ONE OF THE REASONS New Chemphy is expanding so fast is that it succeeded in attracting financing from venture capitalists. The Hong Kong-based private equity firm Development Principles Group has injected $41 million in New Chemphy in the past two years. This money represents about 20% of the firm's total investment in China. "We've been studying Chemphy for a long time," says Wang Qi, a managing partner at Development Principles. "They've caught this general outsourcing trend well." Within two years, Wang foresees a stock market listing for New Chemphy.

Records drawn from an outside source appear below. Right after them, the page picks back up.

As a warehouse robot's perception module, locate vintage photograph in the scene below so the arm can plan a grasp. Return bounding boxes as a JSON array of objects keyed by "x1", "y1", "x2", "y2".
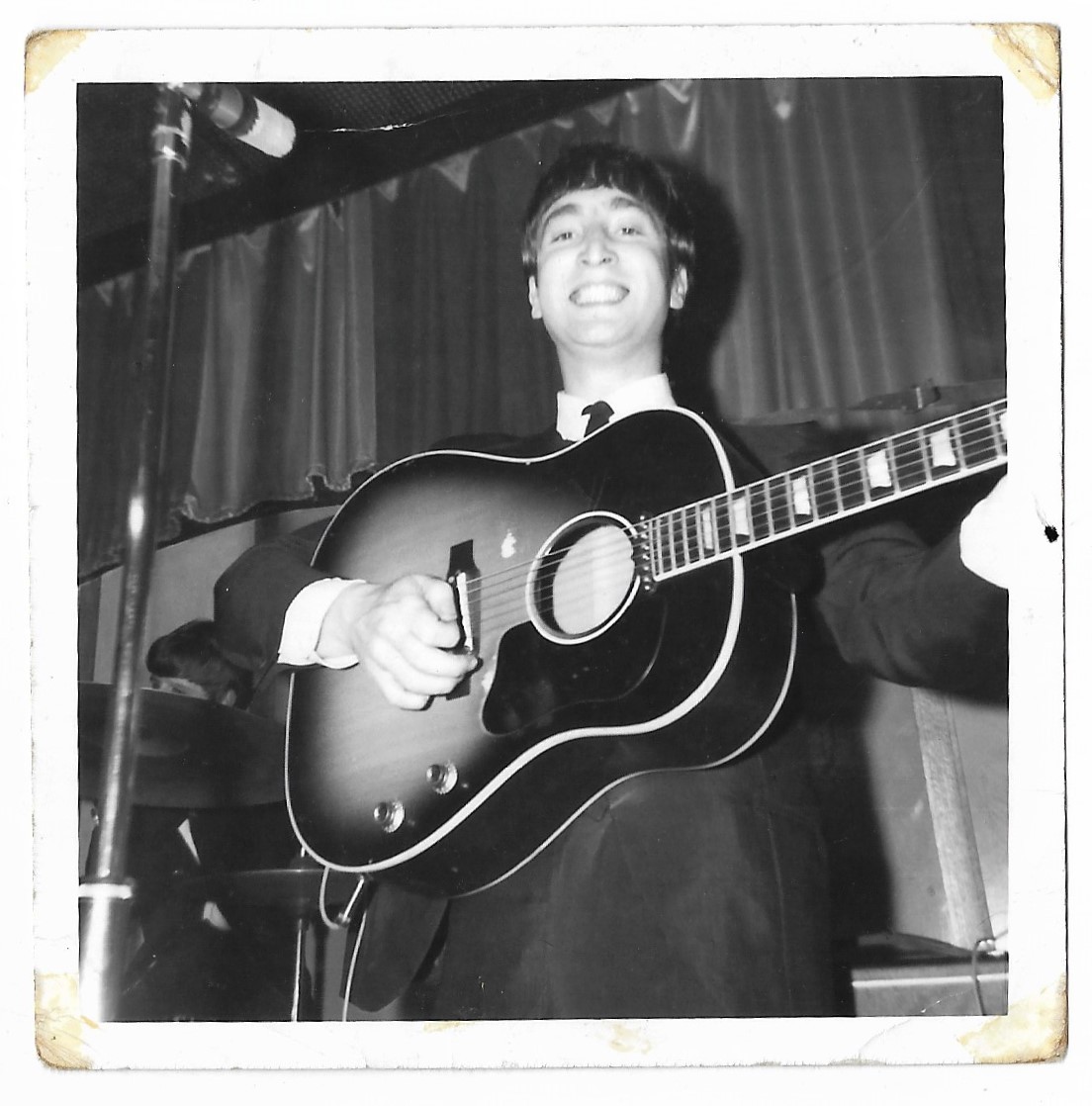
[{"x1": 25, "y1": 17, "x2": 1065, "y2": 1067}]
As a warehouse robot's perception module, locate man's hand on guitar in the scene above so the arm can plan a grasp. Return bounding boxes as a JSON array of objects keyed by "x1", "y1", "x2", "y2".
[{"x1": 318, "y1": 575, "x2": 478, "y2": 710}]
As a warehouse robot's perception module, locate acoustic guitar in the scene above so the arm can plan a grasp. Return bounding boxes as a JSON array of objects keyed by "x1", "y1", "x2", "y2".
[{"x1": 286, "y1": 400, "x2": 1007, "y2": 896}]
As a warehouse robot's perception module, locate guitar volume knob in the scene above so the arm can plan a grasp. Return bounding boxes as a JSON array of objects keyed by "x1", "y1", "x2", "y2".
[
  {"x1": 372, "y1": 798, "x2": 407, "y2": 833},
  {"x1": 425, "y1": 761, "x2": 459, "y2": 795}
]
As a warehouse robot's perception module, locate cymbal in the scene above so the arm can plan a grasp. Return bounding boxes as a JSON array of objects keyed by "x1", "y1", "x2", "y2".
[
  {"x1": 78, "y1": 682, "x2": 284, "y2": 809},
  {"x1": 850, "y1": 377, "x2": 1006, "y2": 412}
]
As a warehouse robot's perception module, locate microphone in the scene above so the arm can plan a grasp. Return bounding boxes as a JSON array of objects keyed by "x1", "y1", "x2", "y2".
[{"x1": 178, "y1": 84, "x2": 296, "y2": 157}]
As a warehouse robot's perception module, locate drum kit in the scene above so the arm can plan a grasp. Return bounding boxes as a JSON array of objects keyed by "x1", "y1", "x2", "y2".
[{"x1": 78, "y1": 683, "x2": 361, "y2": 1021}]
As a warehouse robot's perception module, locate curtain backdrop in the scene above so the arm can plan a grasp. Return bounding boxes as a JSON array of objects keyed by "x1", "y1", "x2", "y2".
[{"x1": 78, "y1": 78, "x2": 1005, "y2": 574}]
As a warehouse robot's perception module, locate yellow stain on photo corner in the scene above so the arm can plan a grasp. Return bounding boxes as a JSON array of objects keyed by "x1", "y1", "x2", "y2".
[
  {"x1": 35, "y1": 973, "x2": 93, "y2": 1069},
  {"x1": 959, "y1": 978, "x2": 1069, "y2": 1064},
  {"x1": 23, "y1": 31, "x2": 87, "y2": 93},
  {"x1": 990, "y1": 23, "x2": 1061, "y2": 100}
]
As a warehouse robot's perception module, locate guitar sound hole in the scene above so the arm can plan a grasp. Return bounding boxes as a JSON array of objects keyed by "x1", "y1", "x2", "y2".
[{"x1": 534, "y1": 519, "x2": 637, "y2": 639}]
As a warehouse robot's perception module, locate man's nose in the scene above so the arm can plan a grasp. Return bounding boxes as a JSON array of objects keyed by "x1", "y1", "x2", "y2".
[{"x1": 581, "y1": 227, "x2": 614, "y2": 265}]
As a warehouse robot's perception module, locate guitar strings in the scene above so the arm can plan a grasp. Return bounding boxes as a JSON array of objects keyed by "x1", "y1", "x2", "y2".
[{"x1": 449, "y1": 411, "x2": 1004, "y2": 628}]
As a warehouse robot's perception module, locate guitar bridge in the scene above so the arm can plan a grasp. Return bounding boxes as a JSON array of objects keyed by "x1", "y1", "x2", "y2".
[
  {"x1": 445, "y1": 541, "x2": 482, "y2": 699},
  {"x1": 633, "y1": 514, "x2": 656, "y2": 595}
]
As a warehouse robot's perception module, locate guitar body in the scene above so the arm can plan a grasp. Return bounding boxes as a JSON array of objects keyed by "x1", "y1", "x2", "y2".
[{"x1": 286, "y1": 411, "x2": 795, "y2": 896}]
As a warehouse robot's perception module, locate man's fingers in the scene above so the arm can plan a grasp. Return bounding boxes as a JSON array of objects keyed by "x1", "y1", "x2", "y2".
[
  {"x1": 364, "y1": 660, "x2": 431, "y2": 710},
  {"x1": 416, "y1": 576, "x2": 458, "y2": 622},
  {"x1": 367, "y1": 638, "x2": 470, "y2": 695}
]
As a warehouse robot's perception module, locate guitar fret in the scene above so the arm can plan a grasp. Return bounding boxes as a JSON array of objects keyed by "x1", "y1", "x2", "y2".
[
  {"x1": 789, "y1": 468, "x2": 815, "y2": 523},
  {"x1": 862, "y1": 447, "x2": 895, "y2": 503},
  {"x1": 956, "y1": 414, "x2": 996, "y2": 466},
  {"x1": 750, "y1": 481, "x2": 771, "y2": 542},
  {"x1": 808, "y1": 458, "x2": 840, "y2": 518},
  {"x1": 892, "y1": 431, "x2": 930, "y2": 491},
  {"x1": 731, "y1": 488, "x2": 751, "y2": 549},
  {"x1": 775, "y1": 472, "x2": 796, "y2": 533},
  {"x1": 701, "y1": 500, "x2": 720, "y2": 557},
  {"x1": 685, "y1": 505, "x2": 702, "y2": 564}
]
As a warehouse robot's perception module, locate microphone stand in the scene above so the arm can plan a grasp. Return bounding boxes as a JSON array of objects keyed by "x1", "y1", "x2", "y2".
[{"x1": 80, "y1": 84, "x2": 193, "y2": 1022}]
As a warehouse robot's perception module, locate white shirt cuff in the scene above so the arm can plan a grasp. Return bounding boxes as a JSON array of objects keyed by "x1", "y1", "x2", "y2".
[
  {"x1": 959, "y1": 475, "x2": 1057, "y2": 590},
  {"x1": 277, "y1": 578, "x2": 363, "y2": 668}
]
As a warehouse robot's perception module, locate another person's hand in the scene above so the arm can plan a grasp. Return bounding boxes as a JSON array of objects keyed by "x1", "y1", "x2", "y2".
[{"x1": 318, "y1": 575, "x2": 477, "y2": 710}]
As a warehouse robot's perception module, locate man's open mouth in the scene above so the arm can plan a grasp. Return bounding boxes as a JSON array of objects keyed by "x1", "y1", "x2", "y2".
[{"x1": 569, "y1": 284, "x2": 629, "y2": 308}]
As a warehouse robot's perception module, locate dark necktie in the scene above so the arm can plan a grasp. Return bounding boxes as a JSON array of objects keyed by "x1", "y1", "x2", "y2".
[{"x1": 581, "y1": 400, "x2": 614, "y2": 438}]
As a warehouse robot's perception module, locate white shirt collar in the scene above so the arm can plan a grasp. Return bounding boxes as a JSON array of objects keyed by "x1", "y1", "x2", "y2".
[{"x1": 558, "y1": 373, "x2": 679, "y2": 441}]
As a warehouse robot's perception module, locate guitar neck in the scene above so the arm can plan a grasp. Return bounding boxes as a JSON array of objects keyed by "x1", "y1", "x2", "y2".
[{"x1": 641, "y1": 400, "x2": 1008, "y2": 581}]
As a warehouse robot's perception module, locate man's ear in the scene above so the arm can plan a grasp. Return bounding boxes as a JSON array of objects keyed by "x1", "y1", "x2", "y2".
[{"x1": 667, "y1": 265, "x2": 690, "y2": 311}]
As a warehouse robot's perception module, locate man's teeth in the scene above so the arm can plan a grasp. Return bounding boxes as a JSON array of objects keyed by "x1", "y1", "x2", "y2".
[{"x1": 572, "y1": 284, "x2": 626, "y2": 308}]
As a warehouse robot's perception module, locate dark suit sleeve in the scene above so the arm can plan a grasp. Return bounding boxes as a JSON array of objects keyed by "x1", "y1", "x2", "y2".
[
  {"x1": 214, "y1": 521, "x2": 328, "y2": 672},
  {"x1": 815, "y1": 522, "x2": 1008, "y2": 691}
]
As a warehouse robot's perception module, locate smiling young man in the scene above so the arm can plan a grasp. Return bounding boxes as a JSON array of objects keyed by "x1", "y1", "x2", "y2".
[{"x1": 216, "y1": 144, "x2": 1005, "y2": 1019}]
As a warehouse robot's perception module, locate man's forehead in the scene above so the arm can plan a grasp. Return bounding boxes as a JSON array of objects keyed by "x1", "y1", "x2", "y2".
[{"x1": 542, "y1": 187, "x2": 653, "y2": 226}]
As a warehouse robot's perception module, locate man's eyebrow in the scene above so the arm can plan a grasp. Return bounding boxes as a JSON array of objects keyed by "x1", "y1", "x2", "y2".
[{"x1": 540, "y1": 194, "x2": 655, "y2": 232}]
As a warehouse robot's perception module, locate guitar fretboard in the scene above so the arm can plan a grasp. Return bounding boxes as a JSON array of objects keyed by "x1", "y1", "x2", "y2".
[{"x1": 638, "y1": 400, "x2": 1008, "y2": 580}]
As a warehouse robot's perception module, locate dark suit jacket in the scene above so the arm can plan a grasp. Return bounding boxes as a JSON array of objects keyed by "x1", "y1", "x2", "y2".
[{"x1": 216, "y1": 415, "x2": 1006, "y2": 1019}]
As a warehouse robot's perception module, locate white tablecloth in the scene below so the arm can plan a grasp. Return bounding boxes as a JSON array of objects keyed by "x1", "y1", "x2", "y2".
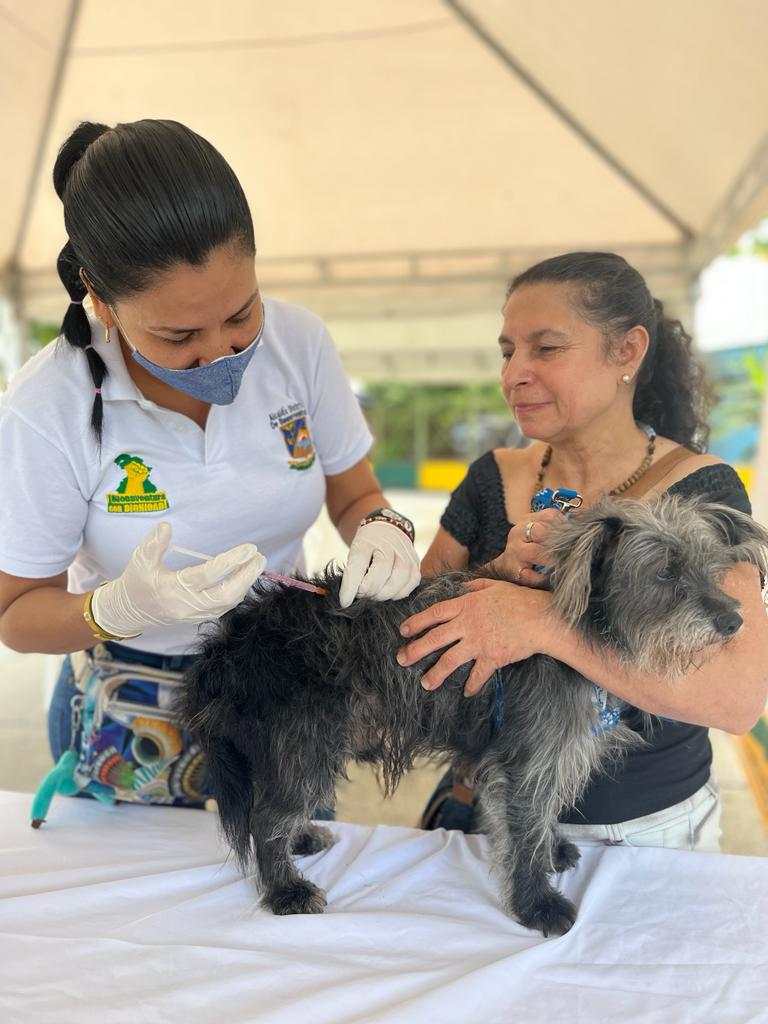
[{"x1": 0, "y1": 793, "x2": 768, "y2": 1024}]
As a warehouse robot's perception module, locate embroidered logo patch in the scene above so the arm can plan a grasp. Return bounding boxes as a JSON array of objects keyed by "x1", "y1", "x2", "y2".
[
  {"x1": 106, "y1": 452, "x2": 168, "y2": 512},
  {"x1": 269, "y1": 402, "x2": 315, "y2": 469}
]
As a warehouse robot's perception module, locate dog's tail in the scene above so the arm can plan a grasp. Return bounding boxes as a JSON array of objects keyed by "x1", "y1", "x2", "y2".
[{"x1": 204, "y1": 736, "x2": 254, "y2": 874}]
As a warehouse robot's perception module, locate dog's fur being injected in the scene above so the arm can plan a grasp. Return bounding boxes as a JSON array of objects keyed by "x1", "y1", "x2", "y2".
[{"x1": 177, "y1": 496, "x2": 768, "y2": 935}]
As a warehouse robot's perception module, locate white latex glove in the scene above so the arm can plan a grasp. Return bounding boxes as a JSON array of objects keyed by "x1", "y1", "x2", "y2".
[
  {"x1": 91, "y1": 522, "x2": 266, "y2": 637},
  {"x1": 339, "y1": 522, "x2": 421, "y2": 608}
]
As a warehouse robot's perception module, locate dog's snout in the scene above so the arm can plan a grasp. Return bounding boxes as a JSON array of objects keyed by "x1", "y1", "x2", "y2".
[{"x1": 715, "y1": 611, "x2": 743, "y2": 637}]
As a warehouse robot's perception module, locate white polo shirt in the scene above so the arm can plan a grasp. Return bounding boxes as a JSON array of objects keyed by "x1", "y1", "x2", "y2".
[{"x1": 0, "y1": 299, "x2": 372, "y2": 654}]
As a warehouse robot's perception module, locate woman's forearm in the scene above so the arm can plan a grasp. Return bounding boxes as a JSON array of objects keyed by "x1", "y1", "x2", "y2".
[{"x1": 0, "y1": 587, "x2": 96, "y2": 654}]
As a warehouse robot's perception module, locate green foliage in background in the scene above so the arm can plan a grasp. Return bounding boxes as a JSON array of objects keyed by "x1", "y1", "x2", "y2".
[
  {"x1": 361, "y1": 381, "x2": 519, "y2": 463},
  {"x1": 28, "y1": 321, "x2": 61, "y2": 348}
]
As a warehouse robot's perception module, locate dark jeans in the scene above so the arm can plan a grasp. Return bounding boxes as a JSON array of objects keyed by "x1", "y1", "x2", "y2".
[{"x1": 48, "y1": 640, "x2": 336, "y2": 821}]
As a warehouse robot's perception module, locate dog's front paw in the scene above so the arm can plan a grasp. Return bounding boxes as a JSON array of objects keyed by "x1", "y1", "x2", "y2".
[
  {"x1": 291, "y1": 825, "x2": 336, "y2": 857},
  {"x1": 261, "y1": 879, "x2": 328, "y2": 914},
  {"x1": 554, "y1": 839, "x2": 582, "y2": 871},
  {"x1": 517, "y1": 893, "x2": 577, "y2": 938}
]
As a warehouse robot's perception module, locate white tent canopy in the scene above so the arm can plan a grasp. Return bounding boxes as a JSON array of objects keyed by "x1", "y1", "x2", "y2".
[{"x1": 0, "y1": 0, "x2": 768, "y2": 379}]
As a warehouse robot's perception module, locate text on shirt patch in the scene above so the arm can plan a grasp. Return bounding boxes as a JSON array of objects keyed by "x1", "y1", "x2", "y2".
[
  {"x1": 106, "y1": 452, "x2": 168, "y2": 512},
  {"x1": 269, "y1": 401, "x2": 315, "y2": 469}
]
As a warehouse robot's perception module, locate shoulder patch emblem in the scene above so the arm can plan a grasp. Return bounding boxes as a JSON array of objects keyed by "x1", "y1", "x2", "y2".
[
  {"x1": 106, "y1": 452, "x2": 169, "y2": 512},
  {"x1": 269, "y1": 402, "x2": 316, "y2": 469}
]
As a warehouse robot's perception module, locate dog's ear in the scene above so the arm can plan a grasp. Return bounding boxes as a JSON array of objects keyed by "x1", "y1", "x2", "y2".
[
  {"x1": 548, "y1": 509, "x2": 624, "y2": 626},
  {"x1": 699, "y1": 502, "x2": 768, "y2": 577}
]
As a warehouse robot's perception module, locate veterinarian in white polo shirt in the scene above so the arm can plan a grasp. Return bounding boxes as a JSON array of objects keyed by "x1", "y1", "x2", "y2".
[{"x1": 0, "y1": 121, "x2": 420, "y2": 815}]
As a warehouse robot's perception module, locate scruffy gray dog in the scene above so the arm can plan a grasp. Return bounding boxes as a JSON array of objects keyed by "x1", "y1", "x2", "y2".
[{"x1": 177, "y1": 496, "x2": 768, "y2": 935}]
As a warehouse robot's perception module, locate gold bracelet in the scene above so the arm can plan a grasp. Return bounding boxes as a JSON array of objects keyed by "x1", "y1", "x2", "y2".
[{"x1": 83, "y1": 581, "x2": 141, "y2": 640}]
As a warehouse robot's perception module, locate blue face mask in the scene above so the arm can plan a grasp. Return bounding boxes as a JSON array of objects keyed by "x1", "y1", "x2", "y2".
[{"x1": 112, "y1": 306, "x2": 264, "y2": 406}]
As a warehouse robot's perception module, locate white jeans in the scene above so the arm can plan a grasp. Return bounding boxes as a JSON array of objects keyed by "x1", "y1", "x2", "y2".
[{"x1": 558, "y1": 776, "x2": 721, "y2": 853}]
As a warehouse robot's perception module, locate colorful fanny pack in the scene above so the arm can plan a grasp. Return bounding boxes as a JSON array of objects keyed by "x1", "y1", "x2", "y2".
[{"x1": 31, "y1": 644, "x2": 206, "y2": 828}]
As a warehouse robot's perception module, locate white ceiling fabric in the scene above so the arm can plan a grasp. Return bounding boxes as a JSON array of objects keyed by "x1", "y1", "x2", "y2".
[{"x1": 0, "y1": 0, "x2": 768, "y2": 376}]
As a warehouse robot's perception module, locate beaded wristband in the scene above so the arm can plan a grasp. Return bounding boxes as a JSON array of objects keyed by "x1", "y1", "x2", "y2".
[{"x1": 357, "y1": 509, "x2": 416, "y2": 544}]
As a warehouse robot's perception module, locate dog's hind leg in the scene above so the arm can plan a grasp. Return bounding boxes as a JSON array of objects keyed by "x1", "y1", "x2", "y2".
[
  {"x1": 252, "y1": 806, "x2": 326, "y2": 914},
  {"x1": 553, "y1": 836, "x2": 582, "y2": 872},
  {"x1": 479, "y1": 763, "x2": 578, "y2": 936},
  {"x1": 292, "y1": 822, "x2": 336, "y2": 857}
]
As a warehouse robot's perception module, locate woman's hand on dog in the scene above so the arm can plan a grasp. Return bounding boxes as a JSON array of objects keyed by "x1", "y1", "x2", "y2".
[
  {"x1": 397, "y1": 577, "x2": 559, "y2": 697},
  {"x1": 490, "y1": 509, "x2": 562, "y2": 590}
]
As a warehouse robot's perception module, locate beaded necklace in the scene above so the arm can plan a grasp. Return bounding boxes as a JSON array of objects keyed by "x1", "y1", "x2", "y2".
[{"x1": 536, "y1": 423, "x2": 656, "y2": 495}]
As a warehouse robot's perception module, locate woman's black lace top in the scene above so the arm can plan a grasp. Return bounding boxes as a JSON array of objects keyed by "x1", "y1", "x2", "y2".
[{"x1": 440, "y1": 452, "x2": 752, "y2": 824}]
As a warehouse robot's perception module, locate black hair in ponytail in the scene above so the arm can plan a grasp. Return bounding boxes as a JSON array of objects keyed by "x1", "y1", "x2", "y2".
[
  {"x1": 507, "y1": 252, "x2": 711, "y2": 452},
  {"x1": 53, "y1": 120, "x2": 256, "y2": 443}
]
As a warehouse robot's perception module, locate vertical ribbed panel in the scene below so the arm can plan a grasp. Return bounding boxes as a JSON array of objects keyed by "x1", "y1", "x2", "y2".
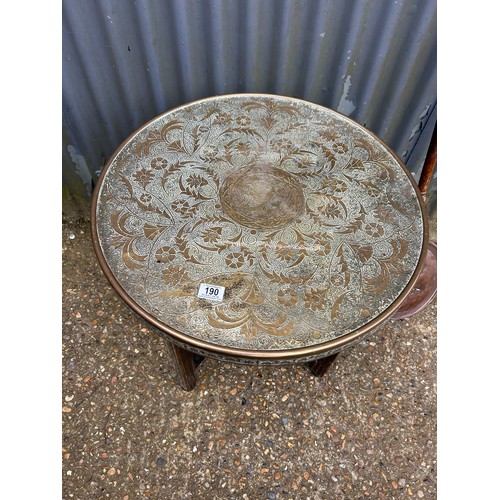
[{"x1": 62, "y1": 0, "x2": 436, "y2": 199}]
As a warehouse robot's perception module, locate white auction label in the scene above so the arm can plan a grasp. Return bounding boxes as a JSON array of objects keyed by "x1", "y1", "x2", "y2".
[{"x1": 198, "y1": 283, "x2": 226, "y2": 302}]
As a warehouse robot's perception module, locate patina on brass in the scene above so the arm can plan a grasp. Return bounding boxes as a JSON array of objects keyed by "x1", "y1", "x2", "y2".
[{"x1": 92, "y1": 94, "x2": 427, "y2": 362}]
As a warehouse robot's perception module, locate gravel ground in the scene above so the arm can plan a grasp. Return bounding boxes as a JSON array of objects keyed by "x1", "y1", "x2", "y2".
[{"x1": 61, "y1": 220, "x2": 437, "y2": 500}]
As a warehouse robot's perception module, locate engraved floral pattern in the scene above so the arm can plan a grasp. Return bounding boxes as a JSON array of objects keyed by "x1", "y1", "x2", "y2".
[{"x1": 96, "y1": 96, "x2": 423, "y2": 350}]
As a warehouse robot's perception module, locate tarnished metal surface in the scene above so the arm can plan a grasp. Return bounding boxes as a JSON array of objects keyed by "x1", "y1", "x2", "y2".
[
  {"x1": 94, "y1": 95, "x2": 426, "y2": 359},
  {"x1": 62, "y1": 0, "x2": 436, "y2": 204}
]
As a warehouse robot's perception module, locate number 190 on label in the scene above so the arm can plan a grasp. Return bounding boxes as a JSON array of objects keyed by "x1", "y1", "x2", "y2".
[{"x1": 198, "y1": 283, "x2": 225, "y2": 302}]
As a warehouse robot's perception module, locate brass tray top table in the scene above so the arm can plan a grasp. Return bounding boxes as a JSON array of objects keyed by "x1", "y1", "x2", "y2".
[{"x1": 92, "y1": 94, "x2": 428, "y2": 390}]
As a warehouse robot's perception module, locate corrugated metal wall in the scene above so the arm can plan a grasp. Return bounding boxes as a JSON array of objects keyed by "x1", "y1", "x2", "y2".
[{"x1": 62, "y1": 0, "x2": 436, "y2": 208}]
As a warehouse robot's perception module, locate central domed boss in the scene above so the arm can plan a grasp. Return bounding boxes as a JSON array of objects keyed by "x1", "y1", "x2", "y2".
[{"x1": 219, "y1": 165, "x2": 305, "y2": 230}]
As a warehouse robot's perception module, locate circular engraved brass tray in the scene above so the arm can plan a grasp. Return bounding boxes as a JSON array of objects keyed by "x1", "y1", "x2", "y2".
[{"x1": 92, "y1": 94, "x2": 427, "y2": 360}]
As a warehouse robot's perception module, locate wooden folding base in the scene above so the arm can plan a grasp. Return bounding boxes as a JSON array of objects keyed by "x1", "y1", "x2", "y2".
[{"x1": 167, "y1": 342, "x2": 339, "y2": 391}]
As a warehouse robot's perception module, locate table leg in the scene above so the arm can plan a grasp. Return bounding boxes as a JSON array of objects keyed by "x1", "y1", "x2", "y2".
[
  {"x1": 167, "y1": 342, "x2": 199, "y2": 391},
  {"x1": 307, "y1": 352, "x2": 340, "y2": 377}
]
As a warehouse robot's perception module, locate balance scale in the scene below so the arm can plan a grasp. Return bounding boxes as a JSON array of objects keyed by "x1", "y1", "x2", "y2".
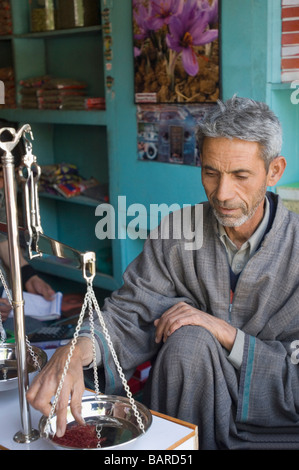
[{"x1": 0, "y1": 124, "x2": 152, "y2": 449}]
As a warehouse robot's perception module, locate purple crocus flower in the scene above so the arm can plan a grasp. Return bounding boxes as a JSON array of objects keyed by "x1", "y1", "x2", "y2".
[
  {"x1": 166, "y1": 1, "x2": 218, "y2": 76},
  {"x1": 148, "y1": 0, "x2": 184, "y2": 31},
  {"x1": 134, "y1": 4, "x2": 153, "y2": 40}
]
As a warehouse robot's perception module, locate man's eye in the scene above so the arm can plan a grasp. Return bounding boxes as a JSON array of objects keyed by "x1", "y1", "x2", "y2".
[{"x1": 236, "y1": 175, "x2": 248, "y2": 180}]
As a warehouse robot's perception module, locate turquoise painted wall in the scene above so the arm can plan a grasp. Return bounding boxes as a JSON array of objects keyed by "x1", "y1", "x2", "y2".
[{"x1": 111, "y1": 0, "x2": 299, "y2": 265}]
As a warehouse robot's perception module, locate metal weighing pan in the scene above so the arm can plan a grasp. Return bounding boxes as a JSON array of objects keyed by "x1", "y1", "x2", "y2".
[{"x1": 39, "y1": 395, "x2": 152, "y2": 450}]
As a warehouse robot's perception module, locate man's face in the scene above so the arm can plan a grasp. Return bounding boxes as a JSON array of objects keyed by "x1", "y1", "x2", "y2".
[{"x1": 201, "y1": 137, "x2": 267, "y2": 227}]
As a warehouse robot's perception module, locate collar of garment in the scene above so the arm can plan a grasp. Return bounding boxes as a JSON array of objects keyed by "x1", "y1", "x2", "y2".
[{"x1": 218, "y1": 197, "x2": 270, "y2": 273}]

Attracting and retaining talented staff is another thing that New Chemphy has been emphasizing. The firm's head of R&D, Jin Song, is a former employee of the old Chemphy who went to the U.S. to further his studies and acquire international work experience. He came back to Dalian after being away for six years. He earned a Ph.D. in organic chemistry at Michigan State University and worked in a private lab in San Francisco. Jin says he had originally wanted to get more U.S. work experience, but Chemphy's new managers urged him to return. He now manages 40 people, a number he expects will grow to 100 by year's end.

Shen, the company's chairman, says the main priority of New Chemphy is to "aggressively" boost sales among customers in the pharmaceutical industry. The company has designed its labs on the top floor of the new R&D center to comply with the U.S. Food & Drug Administration's current Good Manufacturing Practices. Jin, the R&D manager, says that within two years, New Chemphy will be capable of producing commercial quantities of pharmaceutical ingredients that comply with FDA requirements.

New Chemphy's goal to produce regulated pharmaceutical ingredients may sound overly ambitious given how difficult it would be for a producer of industrial chemicals to meet the strict quality requirements of FDA. Then again, New Chemphy does get things done. It built its new R&D center from the ground up in two months.